The Bitcoin atomic swaps has recently been introduced by Qtum. Atomic swaps is a system that enables cryptocurrencies investors the opportunity to exchange cryptocurrecies from each other without an exchange infrastructure or a third party.
The Hash Time-Locked Contracts (HTLCs) technology was used to implement the Bitcoin Atomic swaps with a code of the open source currency, which is a very safe way of implementing the Bitcoin atomic swaps.
The officials of the Qtum platform also revealed other plans to create the “0 Value UTXOs,” platform that will give the Bitcoin atomic swaps users that don’t have the Qtum tokens the opportunity to interact with the smart contract.

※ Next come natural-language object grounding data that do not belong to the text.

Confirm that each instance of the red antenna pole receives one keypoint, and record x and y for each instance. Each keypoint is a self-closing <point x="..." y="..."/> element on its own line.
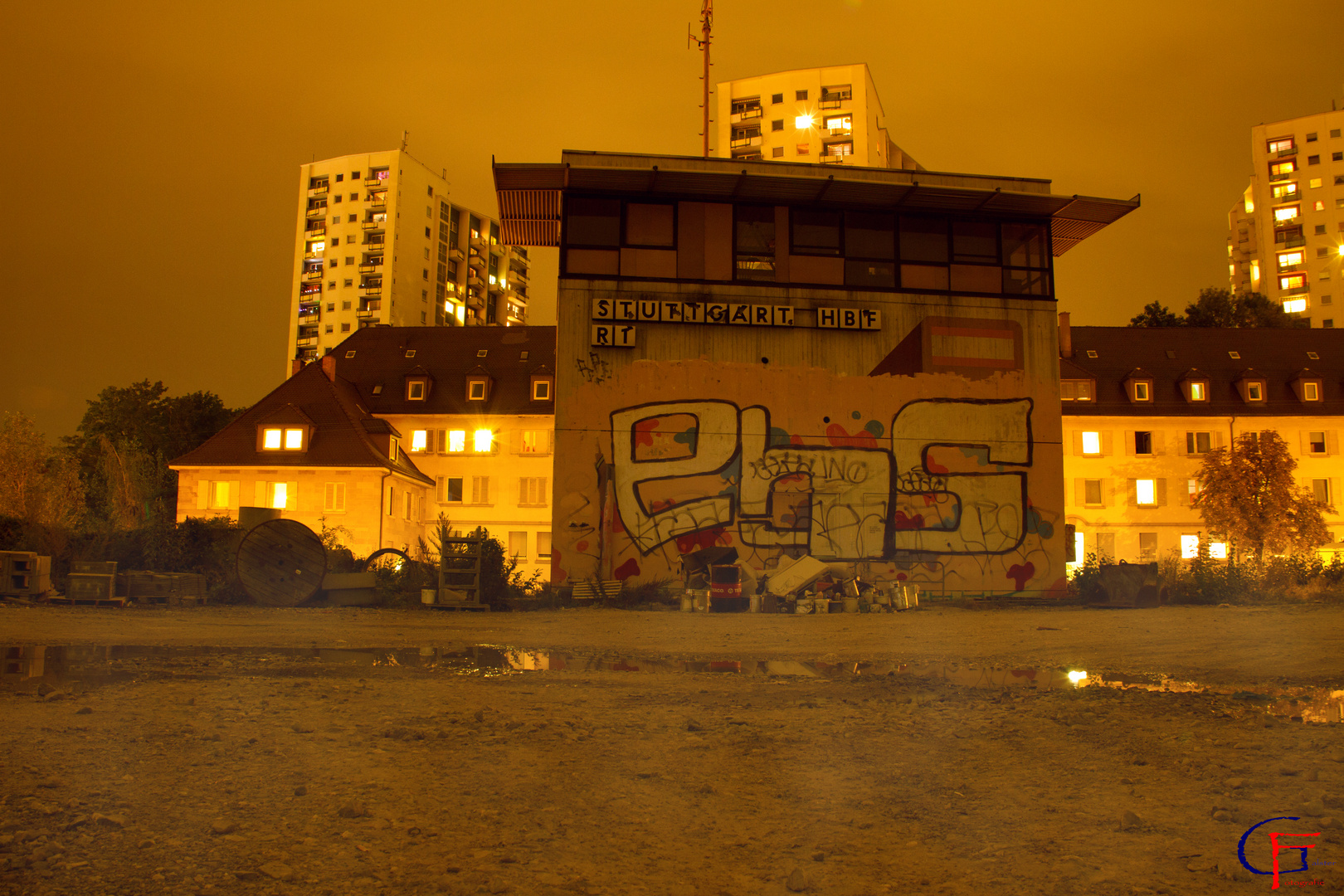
<point x="704" y="43"/>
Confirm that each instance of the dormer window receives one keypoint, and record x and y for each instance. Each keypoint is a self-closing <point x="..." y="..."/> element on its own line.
<point x="1308" y="386"/>
<point x="1138" y="386"/>
<point x="275" y="438"/>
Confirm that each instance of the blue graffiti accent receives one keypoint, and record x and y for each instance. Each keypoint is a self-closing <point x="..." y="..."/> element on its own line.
<point x="1035" y="524"/>
<point x="687" y="438"/>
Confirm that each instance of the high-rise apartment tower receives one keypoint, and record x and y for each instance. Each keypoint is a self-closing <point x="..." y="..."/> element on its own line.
<point x="827" y="116"/>
<point x="379" y="242"/>
<point x="1287" y="231"/>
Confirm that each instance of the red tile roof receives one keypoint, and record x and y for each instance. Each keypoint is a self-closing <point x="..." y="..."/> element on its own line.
<point x="1166" y="355"/>
<point x="375" y="356"/>
<point x="340" y="434"/>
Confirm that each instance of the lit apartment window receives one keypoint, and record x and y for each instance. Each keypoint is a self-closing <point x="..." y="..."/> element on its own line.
<point x="1188" y="547"/>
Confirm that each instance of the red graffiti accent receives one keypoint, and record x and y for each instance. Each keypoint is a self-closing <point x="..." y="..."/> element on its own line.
<point x="1019" y="572"/>
<point x="704" y="539"/>
<point x="644" y="431"/>
<point x="914" y="522"/>
<point x="838" y="437"/>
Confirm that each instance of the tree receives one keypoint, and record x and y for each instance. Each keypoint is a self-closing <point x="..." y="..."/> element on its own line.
<point x="1249" y="494"/>
<point x="1220" y="306"/>
<point x="1157" y="314"/>
<point x="38" y="485"/>
<point x="127" y="440"/>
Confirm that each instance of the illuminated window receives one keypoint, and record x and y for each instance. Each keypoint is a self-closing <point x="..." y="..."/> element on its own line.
<point x="1188" y="547"/>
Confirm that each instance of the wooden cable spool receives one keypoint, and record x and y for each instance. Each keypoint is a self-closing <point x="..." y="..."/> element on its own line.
<point x="281" y="563"/>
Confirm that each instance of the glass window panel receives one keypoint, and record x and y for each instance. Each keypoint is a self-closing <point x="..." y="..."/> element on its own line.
<point x="648" y="225"/>
<point x="1025" y="245"/>
<point x="869" y="236"/>
<point x="816" y="232"/>
<point x="589" y="222"/>
<point x="923" y="240"/>
<point x="973" y="241"/>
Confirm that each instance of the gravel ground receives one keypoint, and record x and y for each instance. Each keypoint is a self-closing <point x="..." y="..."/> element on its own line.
<point x="279" y="774"/>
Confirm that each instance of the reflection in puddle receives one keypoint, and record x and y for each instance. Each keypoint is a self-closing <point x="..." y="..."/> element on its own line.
<point x="101" y="664"/>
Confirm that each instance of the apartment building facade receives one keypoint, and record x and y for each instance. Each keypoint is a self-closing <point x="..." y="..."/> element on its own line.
<point x="823" y="116"/>
<point x="392" y="430"/>
<point x="1287" y="231"/>
<point x="379" y="242"/>
<point x="793" y="359"/>
<point x="1142" y="409"/>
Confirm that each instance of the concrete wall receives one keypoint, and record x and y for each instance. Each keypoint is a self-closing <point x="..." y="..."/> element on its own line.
<point x="776" y="440"/>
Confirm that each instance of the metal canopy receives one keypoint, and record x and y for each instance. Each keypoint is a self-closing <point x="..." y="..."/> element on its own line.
<point x="530" y="195"/>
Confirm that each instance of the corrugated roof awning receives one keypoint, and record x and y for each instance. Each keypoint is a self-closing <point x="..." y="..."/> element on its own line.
<point x="530" y="197"/>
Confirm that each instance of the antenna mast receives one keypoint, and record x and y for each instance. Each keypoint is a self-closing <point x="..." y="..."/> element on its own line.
<point x="704" y="43"/>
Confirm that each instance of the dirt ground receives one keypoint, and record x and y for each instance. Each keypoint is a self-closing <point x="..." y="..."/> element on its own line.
<point x="275" y="772"/>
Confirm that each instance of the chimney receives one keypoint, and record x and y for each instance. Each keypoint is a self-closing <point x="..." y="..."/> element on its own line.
<point x="1066" y="338"/>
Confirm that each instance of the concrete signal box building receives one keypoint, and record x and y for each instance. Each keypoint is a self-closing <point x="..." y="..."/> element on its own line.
<point x="801" y="360"/>
<point x="823" y="116"/>
<point x="379" y="242"/>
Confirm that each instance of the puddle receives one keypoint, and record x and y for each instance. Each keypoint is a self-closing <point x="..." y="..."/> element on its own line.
<point x="93" y="665"/>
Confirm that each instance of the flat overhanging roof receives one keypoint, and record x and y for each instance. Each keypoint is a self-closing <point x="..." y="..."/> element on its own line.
<point x="530" y="193"/>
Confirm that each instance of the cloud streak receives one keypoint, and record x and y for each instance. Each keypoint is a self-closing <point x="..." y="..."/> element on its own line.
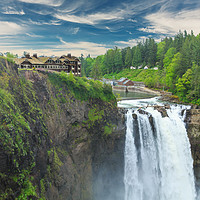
<point x="44" y="2"/>
<point x="10" y="28"/>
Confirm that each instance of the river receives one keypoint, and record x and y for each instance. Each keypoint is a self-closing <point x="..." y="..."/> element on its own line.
<point x="158" y="162"/>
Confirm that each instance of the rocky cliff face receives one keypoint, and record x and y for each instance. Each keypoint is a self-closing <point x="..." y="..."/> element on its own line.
<point x="193" y="127"/>
<point x="72" y="149"/>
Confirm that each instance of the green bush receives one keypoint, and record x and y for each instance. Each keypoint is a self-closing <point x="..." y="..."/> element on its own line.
<point x="81" y="88"/>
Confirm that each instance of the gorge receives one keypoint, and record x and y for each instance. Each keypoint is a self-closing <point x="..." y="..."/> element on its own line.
<point x="55" y="145"/>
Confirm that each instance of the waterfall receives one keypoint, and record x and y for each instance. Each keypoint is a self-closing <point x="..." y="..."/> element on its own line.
<point x="158" y="162"/>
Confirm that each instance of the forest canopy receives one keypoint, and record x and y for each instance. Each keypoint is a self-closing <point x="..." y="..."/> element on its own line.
<point x="177" y="60"/>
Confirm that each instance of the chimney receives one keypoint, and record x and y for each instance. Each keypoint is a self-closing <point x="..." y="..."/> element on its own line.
<point x="35" y="55"/>
<point x="27" y="55"/>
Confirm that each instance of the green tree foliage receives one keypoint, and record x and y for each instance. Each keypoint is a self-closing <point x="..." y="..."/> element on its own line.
<point x="137" y="56"/>
<point x="178" y="60"/>
<point x="96" y="72"/>
<point x="161" y="53"/>
<point x="128" y="57"/>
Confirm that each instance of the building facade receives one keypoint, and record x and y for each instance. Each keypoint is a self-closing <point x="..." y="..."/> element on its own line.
<point x="65" y="63"/>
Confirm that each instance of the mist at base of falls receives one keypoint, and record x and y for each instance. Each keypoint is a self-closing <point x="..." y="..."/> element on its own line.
<point x="158" y="161"/>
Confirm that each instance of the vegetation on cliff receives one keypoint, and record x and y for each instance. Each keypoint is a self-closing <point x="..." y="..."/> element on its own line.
<point x="82" y="88"/>
<point x="44" y="117"/>
<point x="177" y="60"/>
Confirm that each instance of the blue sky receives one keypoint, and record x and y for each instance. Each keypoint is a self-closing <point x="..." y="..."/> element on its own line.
<point x="57" y="27"/>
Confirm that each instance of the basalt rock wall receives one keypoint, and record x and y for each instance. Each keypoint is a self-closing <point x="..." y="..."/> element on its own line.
<point x="72" y="149"/>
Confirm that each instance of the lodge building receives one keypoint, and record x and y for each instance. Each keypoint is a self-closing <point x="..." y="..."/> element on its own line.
<point x="65" y="63"/>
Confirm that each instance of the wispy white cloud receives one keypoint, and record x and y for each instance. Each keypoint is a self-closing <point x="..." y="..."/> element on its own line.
<point x="129" y="32"/>
<point x="13" y="11"/>
<point x="10" y="28"/>
<point x="131" y="42"/>
<point x="132" y="20"/>
<point x="82" y="47"/>
<point x="74" y="31"/>
<point x="33" y="35"/>
<point x="51" y="22"/>
<point x="170" y="23"/>
<point x="90" y="19"/>
<point x="45" y="2"/>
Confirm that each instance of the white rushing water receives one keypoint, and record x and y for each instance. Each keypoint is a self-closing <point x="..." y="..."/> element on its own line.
<point x="158" y="162"/>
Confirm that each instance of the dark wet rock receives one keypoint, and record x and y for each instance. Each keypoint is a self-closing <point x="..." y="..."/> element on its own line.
<point x="71" y="152"/>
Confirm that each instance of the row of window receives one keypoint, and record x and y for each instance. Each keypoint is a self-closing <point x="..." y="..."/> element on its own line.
<point x="58" y="61"/>
<point x="49" y="67"/>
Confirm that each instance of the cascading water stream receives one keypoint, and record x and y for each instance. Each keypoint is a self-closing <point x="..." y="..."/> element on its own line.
<point x="158" y="162"/>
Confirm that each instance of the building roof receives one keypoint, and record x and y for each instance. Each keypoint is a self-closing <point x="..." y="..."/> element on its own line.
<point x="125" y="82"/>
<point x="42" y="60"/>
<point x="122" y="79"/>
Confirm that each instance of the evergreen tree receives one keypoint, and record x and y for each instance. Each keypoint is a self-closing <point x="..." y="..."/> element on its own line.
<point x="128" y="58"/>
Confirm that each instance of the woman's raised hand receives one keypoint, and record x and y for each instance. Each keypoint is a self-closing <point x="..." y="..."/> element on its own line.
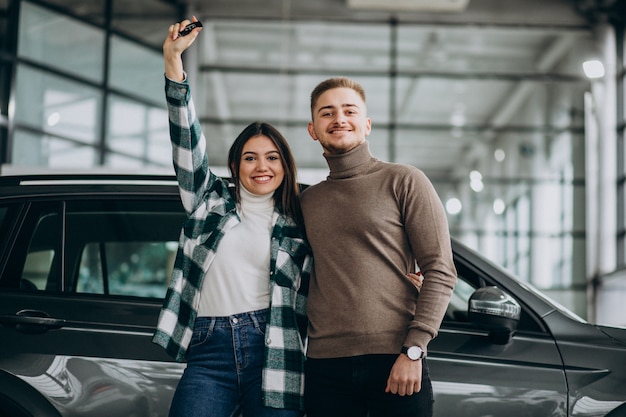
<point x="174" y="46"/>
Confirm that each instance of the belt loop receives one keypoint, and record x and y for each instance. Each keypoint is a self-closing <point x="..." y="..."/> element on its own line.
<point x="255" y="319"/>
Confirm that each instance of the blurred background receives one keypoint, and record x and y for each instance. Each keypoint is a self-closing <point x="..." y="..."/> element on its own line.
<point x="514" y="109"/>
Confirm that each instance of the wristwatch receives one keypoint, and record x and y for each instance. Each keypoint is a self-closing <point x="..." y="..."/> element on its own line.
<point x="414" y="352"/>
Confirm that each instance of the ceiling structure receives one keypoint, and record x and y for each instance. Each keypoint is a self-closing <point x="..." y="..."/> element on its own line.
<point x="461" y="76"/>
<point x="447" y="80"/>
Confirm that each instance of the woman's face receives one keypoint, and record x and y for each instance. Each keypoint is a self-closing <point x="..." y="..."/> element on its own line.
<point x="261" y="169"/>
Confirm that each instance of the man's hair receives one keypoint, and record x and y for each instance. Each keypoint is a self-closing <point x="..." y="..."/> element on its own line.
<point x="336" y="82"/>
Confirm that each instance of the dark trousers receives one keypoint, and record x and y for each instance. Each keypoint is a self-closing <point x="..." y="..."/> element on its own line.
<point x="355" y="387"/>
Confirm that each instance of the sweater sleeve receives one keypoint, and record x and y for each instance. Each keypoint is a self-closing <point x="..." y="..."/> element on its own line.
<point x="426" y="226"/>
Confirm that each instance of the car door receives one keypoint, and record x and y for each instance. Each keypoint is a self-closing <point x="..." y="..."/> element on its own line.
<point x="80" y="292"/>
<point x="474" y="375"/>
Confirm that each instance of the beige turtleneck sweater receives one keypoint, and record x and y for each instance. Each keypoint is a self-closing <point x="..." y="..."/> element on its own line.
<point x="368" y="223"/>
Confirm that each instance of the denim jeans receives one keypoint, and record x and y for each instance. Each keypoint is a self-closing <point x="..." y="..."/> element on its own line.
<point x="224" y="368"/>
<point x="355" y="386"/>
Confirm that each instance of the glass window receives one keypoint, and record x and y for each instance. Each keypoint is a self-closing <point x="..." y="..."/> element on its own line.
<point x="302" y="45"/>
<point x="38" y="149"/>
<point x="137" y="70"/>
<point x="67" y="44"/>
<point x="92" y="10"/>
<point x="58" y="106"/>
<point x="139" y="131"/>
<point x="110" y="247"/>
<point x="126" y="268"/>
<point x="130" y="18"/>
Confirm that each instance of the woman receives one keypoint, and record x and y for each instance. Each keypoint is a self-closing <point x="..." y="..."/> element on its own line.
<point x="235" y="308"/>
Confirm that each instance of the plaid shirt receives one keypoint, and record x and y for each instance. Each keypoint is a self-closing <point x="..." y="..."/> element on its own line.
<point x="211" y="212"/>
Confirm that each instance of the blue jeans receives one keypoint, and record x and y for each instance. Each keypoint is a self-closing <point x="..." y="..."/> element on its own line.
<point x="224" y="368"/>
<point x="355" y="386"/>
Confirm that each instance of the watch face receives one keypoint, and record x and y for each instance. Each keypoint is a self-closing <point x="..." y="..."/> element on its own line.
<point x="414" y="353"/>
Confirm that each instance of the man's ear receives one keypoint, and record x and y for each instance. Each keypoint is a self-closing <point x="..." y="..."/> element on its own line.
<point x="311" y="130"/>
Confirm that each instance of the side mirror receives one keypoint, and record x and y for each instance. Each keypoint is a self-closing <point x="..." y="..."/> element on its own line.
<point x="496" y="311"/>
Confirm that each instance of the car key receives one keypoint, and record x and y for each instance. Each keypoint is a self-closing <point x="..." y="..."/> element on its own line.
<point x="189" y="28"/>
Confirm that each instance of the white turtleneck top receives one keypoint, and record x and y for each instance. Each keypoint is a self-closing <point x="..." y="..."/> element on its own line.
<point x="238" y="279"/>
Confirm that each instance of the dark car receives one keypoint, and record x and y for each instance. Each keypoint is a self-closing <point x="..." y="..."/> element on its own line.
<point x="85" y="263"/>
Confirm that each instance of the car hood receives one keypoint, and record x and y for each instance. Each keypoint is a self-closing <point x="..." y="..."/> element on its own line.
<point x="616" y="333"/>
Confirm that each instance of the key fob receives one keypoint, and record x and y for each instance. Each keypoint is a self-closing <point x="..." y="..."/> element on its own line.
<point x="189" y="28"/>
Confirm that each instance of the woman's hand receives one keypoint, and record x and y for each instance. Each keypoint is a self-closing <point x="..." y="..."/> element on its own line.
<point x="416" y="279"/>
<point x="174" y="46"/>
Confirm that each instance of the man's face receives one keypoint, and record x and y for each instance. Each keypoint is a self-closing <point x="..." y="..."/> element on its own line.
<point x="340" y="121"/>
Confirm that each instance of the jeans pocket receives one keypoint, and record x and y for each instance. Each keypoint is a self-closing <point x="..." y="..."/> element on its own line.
<point x="201" y="335"/>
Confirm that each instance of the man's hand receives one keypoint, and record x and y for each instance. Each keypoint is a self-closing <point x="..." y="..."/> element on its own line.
<point x="416" y="279"/>
<point x="405" y="377"/>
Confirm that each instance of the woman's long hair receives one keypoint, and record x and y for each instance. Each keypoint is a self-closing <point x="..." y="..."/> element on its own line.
<point x="286" y="195"/>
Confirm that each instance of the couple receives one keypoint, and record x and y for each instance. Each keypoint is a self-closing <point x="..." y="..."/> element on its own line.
<point x="240" y="309"/>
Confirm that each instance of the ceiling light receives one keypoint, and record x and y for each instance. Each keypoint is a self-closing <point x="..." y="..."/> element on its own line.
<point x="498" y="206"/>
<point x="411" y="5"/>
<point x="593" y="69"/>
<point x="454" y="206"/>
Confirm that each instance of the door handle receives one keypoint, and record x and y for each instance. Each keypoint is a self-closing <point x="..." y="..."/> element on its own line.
<point x="31" y="321"/>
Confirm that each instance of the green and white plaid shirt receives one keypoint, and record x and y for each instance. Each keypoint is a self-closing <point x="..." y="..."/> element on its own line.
<point x="211" y="212"/>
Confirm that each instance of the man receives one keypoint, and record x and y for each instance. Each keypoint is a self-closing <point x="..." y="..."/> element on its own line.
<point x="368" y="224"/>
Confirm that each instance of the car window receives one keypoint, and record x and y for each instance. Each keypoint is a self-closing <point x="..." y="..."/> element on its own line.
<point x="126" y="268"/>
<point x="111" y="248"/>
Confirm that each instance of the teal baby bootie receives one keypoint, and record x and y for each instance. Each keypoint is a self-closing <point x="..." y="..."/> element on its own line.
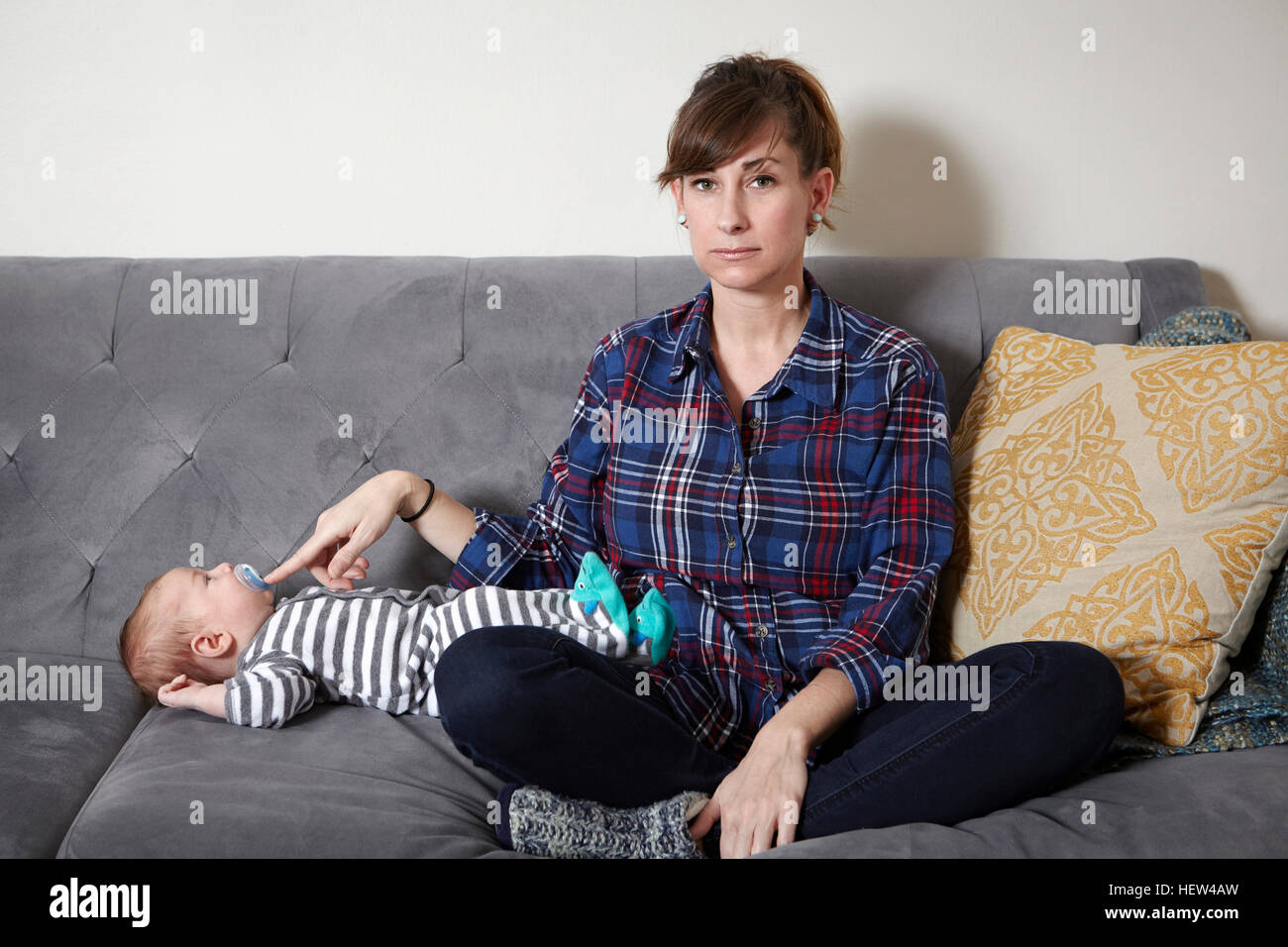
<point x="652" y="621"/>
<point x="649" y="622"/>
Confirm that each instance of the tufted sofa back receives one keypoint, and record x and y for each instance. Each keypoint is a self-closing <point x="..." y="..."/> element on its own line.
<point x="143" y="423"/>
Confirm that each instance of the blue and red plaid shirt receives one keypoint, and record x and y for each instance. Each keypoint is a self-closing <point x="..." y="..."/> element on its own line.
<point x="809" y="538"/>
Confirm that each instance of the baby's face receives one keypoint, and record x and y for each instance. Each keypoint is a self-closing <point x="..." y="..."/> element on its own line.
<point x="217" y="599"/>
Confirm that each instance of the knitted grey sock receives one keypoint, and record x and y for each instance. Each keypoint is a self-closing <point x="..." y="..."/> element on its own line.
<point x="545" y="823"/>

This means that a third party can pay the fee since they don’t have the Qtum tokens. Qtum generally allows the decentralized applications (DApps) and they also accepts the smart contracts. As at the time of reporting this Qtum gained 2.6% to it’s price and it is trading at $2.39 presently.
However, looking at the differences between Qtum and Ethereum (which also accepts the smart contracts and DApps) is that the Blockchain of Qtum allows users the opportunity to make lightweight smart contract interactions.
Qtum gave a Columbian university research team $400,000 in December 2018, to enable them develop the smart contract programming language.
The Bitcoin atomic swaps is a good thing that will really give people the opportunity to exchange any cryptocurrency of their choice and we also hope other blockchain platform emulate this development.